The Pressures of Gaming

Recently, I have been trying to find the time to join my friends on The Division, a game which is infinitely more enjoyable when playing as a team. I hit level 30 a couple of weeks ago, but am yet to take advantage of it. I just haven’t had the time to get online. Or have I?

Truth be told, I have had plenty of time. But I have found myself making excuses for not playing. I’ve been giving myself more work to do, or more TV programs to watch, mostly just as an alternative to playing. You see, I’m just not that hooked on the game. It’s a fairly decent shooter, and I’m more than competent at it. The game world is beautiful and the actual mechanics are pretty solid. The problem is the grind. I find more and more often with games like this, that if you don’t keep up – you are simply left by the wayside. I had the same problem with Destiny. I was a key part of a fire-team before the expansion: The Taken King launched last September. It coincided with a trip to Canada and I was unable to play for nearly a month. When I returned, my whole crew had done nearly everything and I was left grinding most of it out on my own. Ultimately I didn’t enjoyed this and stopped playing. I think the same thing will happen with The Division very soon.

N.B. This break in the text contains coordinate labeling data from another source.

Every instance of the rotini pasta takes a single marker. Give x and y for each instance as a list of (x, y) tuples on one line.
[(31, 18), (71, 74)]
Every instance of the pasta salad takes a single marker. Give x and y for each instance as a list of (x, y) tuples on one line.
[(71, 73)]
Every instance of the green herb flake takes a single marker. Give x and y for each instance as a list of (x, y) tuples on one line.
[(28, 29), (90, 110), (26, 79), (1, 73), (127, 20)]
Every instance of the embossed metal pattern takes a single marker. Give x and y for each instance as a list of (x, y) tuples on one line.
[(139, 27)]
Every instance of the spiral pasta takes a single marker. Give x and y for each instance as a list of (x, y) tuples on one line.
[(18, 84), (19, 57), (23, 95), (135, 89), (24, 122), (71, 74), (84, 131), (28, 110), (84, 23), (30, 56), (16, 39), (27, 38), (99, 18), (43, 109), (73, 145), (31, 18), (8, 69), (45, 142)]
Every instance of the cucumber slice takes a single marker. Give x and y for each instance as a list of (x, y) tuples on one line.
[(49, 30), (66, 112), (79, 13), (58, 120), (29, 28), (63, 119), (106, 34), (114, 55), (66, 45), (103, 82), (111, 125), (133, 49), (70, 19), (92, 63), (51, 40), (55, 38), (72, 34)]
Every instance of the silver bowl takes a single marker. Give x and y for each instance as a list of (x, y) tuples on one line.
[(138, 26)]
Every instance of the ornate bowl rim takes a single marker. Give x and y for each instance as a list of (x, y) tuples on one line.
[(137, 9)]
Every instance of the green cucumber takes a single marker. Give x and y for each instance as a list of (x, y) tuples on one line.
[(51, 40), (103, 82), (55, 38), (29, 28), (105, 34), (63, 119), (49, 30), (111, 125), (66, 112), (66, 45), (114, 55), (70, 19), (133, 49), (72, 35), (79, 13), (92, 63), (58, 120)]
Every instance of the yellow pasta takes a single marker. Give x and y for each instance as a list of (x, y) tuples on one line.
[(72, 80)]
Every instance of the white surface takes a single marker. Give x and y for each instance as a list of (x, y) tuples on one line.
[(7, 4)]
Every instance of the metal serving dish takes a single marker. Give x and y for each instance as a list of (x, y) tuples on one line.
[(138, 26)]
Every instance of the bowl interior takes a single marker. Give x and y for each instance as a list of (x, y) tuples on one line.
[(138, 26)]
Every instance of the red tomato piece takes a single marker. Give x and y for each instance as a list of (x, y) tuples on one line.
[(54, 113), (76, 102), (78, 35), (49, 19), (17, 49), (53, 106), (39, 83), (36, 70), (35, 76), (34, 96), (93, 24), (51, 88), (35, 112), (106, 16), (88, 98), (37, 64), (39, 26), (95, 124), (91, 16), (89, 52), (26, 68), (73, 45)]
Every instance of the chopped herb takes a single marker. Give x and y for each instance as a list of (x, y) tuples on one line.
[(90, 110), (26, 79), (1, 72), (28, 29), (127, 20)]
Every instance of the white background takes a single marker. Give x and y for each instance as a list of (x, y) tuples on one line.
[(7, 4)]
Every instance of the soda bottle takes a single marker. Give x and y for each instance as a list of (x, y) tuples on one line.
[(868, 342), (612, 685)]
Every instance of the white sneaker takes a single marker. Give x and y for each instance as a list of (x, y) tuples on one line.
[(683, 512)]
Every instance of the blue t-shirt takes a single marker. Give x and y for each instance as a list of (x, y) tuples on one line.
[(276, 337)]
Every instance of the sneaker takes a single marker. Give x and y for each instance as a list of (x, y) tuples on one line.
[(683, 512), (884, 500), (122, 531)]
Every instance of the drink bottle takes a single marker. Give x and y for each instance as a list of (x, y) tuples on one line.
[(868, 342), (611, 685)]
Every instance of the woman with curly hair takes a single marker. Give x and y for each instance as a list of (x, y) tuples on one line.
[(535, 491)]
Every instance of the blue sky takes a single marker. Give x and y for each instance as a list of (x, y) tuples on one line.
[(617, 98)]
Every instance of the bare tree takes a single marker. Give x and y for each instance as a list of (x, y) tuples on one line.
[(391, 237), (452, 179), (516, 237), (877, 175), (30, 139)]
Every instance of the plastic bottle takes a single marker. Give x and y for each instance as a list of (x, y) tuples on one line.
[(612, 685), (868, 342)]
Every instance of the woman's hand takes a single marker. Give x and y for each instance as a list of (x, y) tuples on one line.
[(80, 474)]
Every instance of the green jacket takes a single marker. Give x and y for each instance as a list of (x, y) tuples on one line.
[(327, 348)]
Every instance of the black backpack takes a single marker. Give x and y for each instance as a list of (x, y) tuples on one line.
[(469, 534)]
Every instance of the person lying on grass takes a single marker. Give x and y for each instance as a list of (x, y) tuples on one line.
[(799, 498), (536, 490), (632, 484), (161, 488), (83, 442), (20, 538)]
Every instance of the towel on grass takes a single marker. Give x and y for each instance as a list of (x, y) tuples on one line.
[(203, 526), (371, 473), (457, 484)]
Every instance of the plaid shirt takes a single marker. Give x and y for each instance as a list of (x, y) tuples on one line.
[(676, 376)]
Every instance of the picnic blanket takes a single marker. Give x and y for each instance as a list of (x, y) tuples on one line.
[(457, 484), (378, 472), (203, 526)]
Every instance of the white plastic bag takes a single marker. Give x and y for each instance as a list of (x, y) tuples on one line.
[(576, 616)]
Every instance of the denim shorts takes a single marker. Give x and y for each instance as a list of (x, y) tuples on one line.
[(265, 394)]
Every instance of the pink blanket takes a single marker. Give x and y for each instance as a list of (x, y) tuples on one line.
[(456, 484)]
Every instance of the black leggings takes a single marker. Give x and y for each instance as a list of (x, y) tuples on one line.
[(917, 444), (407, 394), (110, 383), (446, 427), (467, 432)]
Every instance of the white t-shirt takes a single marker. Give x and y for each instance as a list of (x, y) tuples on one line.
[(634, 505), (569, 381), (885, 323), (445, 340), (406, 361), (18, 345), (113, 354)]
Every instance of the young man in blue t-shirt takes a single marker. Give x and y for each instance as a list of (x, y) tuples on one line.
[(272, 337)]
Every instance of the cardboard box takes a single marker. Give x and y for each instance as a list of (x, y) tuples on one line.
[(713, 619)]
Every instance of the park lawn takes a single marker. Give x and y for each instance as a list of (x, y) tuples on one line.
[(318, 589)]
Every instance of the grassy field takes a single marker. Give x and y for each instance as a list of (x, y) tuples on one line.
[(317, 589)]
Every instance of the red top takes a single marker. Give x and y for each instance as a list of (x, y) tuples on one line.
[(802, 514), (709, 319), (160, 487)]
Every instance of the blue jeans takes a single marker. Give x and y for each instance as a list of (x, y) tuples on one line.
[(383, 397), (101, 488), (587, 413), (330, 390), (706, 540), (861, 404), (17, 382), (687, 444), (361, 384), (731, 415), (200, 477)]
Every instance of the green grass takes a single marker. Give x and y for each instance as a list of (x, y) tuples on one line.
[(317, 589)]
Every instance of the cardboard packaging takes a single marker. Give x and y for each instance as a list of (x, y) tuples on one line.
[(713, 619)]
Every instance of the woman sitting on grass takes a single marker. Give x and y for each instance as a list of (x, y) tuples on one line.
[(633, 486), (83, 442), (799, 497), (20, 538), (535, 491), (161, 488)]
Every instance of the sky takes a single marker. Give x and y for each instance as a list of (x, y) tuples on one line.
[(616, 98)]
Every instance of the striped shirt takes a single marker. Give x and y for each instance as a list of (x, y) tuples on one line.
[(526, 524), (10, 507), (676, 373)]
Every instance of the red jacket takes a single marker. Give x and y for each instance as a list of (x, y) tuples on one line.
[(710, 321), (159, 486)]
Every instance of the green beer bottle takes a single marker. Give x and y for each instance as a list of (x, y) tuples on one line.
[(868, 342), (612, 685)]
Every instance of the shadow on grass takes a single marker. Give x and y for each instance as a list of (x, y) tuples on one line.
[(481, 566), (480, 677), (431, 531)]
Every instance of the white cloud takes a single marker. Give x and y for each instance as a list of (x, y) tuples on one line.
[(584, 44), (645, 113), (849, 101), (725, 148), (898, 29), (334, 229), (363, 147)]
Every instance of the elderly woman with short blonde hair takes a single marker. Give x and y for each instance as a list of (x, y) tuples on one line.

I used to think that these great social multi-player games were for me. They certainly used to be. But when I look back at the games I have enjoyed the most over the past few months, my taste seems to have changed. Uncharted 4, Firewatch, and Fallout 4 were some of my favourite experiences. I’m now believing that this was simply because I could play them at my own pace and wasn’t feeling pressured to play almost every day and on occasions when I didn’t feel like it. I wasn’t trying to keep up with anyone. I just casually went about my business and that was just fine.

The pressure I feel to play online does not come from my friends. They would totally understand if I said I didn’t want to play on a given night. The pressure comes from myself – to be part of something. To try and change my taste to suit the masses. It’s time to stop trying to become the game player I think I should be and instead enjoy being the gamer that I am!